Sánchez aborde les scandales de corruption
Pedro Sánchez a clôturé le 27e congrès des Juventudes Socialistas de España (JSE) à Madrid le 31 mai 2026, reconnaissant que le Parti socialiste a rencontré des « problèmes » et des « écueils » dans une série d'affaires de corruption. Il a insisté sur le fait que son gouvernement a agi « avec fermeté » chaque fois qu'un comportement inapproprié a émergé, mais a nettement distingué ces cas de ce qu'il a appelé des « calomnies » visant l'ancien Premier ministre José Luis Rodríguez Zapatero, son épouse Begoña Gómez et son frère David Sánchez.
Distinction entre « comportement inapproprié » et « calomnies »
Sánchez a souligné que le PSOE peut « trébucher » parce que c'est un « projet humain », mais qu'il n'abandonnera jamais le combat. Il a promis de répondre « avec fermeté » aux accusations infondées tout en insistant sur le fait que le parti a agi rapidement en cas de véritable faute.
Chaque fois qu'il y a eu un comportement non conforme à ce que représente le PSOE, nous avons agi fermement.
Nous n'allons pas permettre à cette opposition sournoise de mélanger une chose avec une autre pour faire tomber ce gouvernement de coalition progressiste avec leurs manœuvres déloyales.
Attaque contre l'« opposition sournoise » et Aznar
Le Premier ministre a accusé l'opposition de droite d'être « marrullera » — un terme espagnol signifiant sournoise ou tricheuse — et a averti qu'elle veut « démolir » huit années de progrès.

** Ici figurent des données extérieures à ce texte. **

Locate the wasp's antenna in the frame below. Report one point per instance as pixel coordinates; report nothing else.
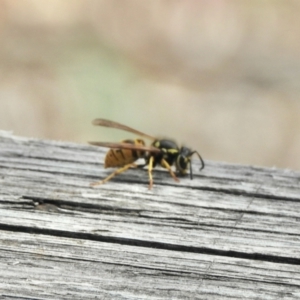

Il a pris pour cible l'ancien Premier ministre José María Aznar, le qualifiant de « personnage surestimé » dont l'héritage comprend « la corruption, le grand mensonge du 11 mars et la guerre illégale en Irak ».
Pendant que l'opposition sournoise peut continuer à manœuvrer, nous continuons à gouverner jusqu'en 2027 et aussi longtemps que le peuple espagnol le voudra.
La critique acerbe de Duval contre la corruption à gauche
La philosophe Elizabeth Duval, ancienne coordinatrice de la communication de Sumar, a livré une évaluation brutale de l'affaire Leire impliquant l'ancien responsable du PSOE Santos Cerdán. Elle a soutenu que déguiser la corruption personnelle en combat pour la démocratie nuit gravement à la gauche et sape les véritables cas d'abus judiciaires.
Déguiser votre corruption en défense de la démocratie est énorme, pervers et cause un préjudice réputationnel à une partie de la gauche.
Ce ne sont pas des défenseurs de la démocratie — ce sont des corrompus.